Table 2 shows the descriptive statistics for each of the questionnaire items. The findings indicate that,
in general, participants tend to agree with the positive statements about nature activity, as reflected
in the high means, ranging from 4.15 to 4.84 on a Likert scale of 1 to 5. The variability of responses,
indicated by the standard deviations and variances, is relatively low for most of the items, implying a
consistency in participants’ responses.

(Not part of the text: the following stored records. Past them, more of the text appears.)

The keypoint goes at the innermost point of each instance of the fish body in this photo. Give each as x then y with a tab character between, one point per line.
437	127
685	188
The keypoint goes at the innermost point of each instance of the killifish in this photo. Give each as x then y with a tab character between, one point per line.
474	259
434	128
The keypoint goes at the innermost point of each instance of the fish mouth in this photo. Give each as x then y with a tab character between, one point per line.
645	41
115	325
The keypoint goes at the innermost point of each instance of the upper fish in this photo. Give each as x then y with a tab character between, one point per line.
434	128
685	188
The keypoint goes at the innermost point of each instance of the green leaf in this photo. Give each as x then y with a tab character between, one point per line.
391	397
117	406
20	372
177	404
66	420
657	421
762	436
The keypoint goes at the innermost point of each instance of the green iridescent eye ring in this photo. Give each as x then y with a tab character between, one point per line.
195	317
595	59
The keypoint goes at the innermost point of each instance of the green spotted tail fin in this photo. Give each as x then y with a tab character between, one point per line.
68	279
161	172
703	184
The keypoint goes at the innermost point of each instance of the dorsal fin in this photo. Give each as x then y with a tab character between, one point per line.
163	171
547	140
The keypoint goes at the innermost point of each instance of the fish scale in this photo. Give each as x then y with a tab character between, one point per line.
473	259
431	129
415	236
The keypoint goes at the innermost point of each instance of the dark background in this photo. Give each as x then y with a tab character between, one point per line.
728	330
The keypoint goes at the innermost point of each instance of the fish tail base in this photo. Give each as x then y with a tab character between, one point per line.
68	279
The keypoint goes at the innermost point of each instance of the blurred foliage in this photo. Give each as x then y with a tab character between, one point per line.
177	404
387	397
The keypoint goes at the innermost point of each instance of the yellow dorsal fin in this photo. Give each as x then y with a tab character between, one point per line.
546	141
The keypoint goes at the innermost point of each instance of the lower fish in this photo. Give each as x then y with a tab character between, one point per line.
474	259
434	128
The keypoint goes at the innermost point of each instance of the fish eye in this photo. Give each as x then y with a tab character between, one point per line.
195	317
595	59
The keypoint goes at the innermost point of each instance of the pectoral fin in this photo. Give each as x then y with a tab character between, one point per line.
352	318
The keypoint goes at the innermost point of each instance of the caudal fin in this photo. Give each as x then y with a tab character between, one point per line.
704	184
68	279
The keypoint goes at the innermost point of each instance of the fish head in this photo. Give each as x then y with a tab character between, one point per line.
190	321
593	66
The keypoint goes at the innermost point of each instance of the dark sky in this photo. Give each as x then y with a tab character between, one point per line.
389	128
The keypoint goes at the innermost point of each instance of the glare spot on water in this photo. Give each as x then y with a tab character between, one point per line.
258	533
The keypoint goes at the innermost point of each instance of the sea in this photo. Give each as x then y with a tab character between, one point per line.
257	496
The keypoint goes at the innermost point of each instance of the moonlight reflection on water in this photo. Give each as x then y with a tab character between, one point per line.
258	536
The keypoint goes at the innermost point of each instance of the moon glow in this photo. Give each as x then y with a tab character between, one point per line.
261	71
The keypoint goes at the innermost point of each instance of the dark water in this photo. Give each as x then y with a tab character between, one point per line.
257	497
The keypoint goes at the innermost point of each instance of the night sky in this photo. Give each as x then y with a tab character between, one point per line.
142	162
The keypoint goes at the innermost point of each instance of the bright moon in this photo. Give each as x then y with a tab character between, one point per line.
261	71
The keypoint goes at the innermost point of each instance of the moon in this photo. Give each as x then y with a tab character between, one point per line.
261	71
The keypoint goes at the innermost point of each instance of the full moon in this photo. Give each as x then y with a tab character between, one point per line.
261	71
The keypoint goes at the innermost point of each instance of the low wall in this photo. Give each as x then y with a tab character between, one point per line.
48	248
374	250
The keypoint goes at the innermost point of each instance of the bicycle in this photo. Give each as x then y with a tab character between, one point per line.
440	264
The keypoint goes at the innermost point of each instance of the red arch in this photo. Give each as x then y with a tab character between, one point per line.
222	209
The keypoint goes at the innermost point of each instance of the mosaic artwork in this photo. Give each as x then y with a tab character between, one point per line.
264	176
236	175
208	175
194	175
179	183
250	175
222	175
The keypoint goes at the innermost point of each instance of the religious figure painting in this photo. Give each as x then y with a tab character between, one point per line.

This pattern of responses suggests a predominantly positive
perception towards nature activity on the part of the participants.
TABLE 2
Descriptive statistics by item.
When I’m active in nature… Mean SD Variance
1. I enjoy 4.60 0.62 0.38
2. I get bored 4.71 0.68 0.47
3. I don’t like it 4.60 0.99 0.99
4. I find it enjoyable 4.64 0.64 0.41
5. Its no fun at all 4.75 0.72 0.52
6. It gives me energy 4.28 1.04 1.08
7. It depresses m 4.84 0.55 0.30
8. It is very pleasant 4.65 0.68 0.47
9. My body feels good 4.71 0.63 0.39
10. I get something extra 4.39 0.92 0.86
11. It is very exciting 4.15 0.90 0.82
12. It frustrates me 4.63 0.70 0.49
13. Its not interesting at all 4.78 0.59 0.35
14. It gives me strong feelings 4.43 0.87 0.76
15. I feel good 4.76 0.60 0.36
16. I think I should be doing something else 4.44 0.87 0.76
Note: SD = Standard Deviation. Each score obtained is based on a Likert scale (1–5): 1 is “Strongly disagree” and 5 “Strongly agree”.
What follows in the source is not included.